Improving Lucee's Query of Query Support

One of the really great features of CFML is the ability to run SQL against a result set in memory. This allows you to union separate results together or even apply additional filtering on an exiting result if you can't control what the DB gives you. Like everything, there is a time and a place for this. There are people who strongly dislike QoQ (query of queries) but my take is that I think they're great when used with relatively small data sets and unless performance profiling shows they are causing issues, I have no problems using them.

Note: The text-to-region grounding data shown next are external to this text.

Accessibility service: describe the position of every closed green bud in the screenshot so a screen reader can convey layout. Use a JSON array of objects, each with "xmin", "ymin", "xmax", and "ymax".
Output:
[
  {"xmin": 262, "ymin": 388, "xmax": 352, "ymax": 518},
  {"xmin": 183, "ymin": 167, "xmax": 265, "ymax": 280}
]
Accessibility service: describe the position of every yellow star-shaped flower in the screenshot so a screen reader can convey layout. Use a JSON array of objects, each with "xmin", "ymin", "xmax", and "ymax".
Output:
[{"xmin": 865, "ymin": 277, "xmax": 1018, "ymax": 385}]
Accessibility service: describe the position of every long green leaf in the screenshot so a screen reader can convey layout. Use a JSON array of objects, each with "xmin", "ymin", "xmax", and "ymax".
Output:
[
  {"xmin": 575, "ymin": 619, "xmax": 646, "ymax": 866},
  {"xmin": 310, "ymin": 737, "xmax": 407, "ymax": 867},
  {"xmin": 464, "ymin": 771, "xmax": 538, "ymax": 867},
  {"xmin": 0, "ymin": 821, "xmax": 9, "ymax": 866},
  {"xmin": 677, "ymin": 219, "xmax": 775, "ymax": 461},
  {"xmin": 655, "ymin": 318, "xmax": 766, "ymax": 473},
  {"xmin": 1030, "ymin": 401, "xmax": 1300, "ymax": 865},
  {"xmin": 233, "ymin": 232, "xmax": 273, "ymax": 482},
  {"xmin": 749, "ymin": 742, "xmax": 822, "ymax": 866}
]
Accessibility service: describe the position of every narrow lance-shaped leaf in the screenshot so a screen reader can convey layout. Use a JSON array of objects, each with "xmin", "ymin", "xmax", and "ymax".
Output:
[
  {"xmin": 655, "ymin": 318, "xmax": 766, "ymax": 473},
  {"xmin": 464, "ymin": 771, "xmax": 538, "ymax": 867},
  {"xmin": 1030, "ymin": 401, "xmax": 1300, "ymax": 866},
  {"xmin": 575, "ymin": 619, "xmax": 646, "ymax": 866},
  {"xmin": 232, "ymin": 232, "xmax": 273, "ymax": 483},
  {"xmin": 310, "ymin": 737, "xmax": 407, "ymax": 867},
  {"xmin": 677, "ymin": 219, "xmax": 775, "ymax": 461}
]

The Lucee developers however have often told people never to use QoQ because they were slow. Recently, I found out why. Ortus has a client moving a large application over from various versions of Adobe ColdFusion to Lucee Server. They have a lot of reports that grab a query from the DB and then chop it up inside loops using QoQ to crunch the data and generate the output. This has worked well for them in Adobe CF for years, but when testing their site in Lucee, the pages slowed to a crawl. And then more than one user hit their site at once, it got even worse! This client asked Ortus/me to take a look at help them figure out why Lucee was so slow.

Three QoQ Implementations

I received a standalone test file that ran around 1,000 QoQ's in it and I fired up the FusionReactor Profiler to see what was going on. I really can't understate the amount of time saved with FusionReactor here. I have used it in every step of this process. Lucee is also open source, so I began reviewing the implementation of QoQ to see how it worked. The first thing I found is that there are actually three implementations of QoQ in Lucee, and if one fails, Lucee just discards the error and moves on to the next one to see if it fares better.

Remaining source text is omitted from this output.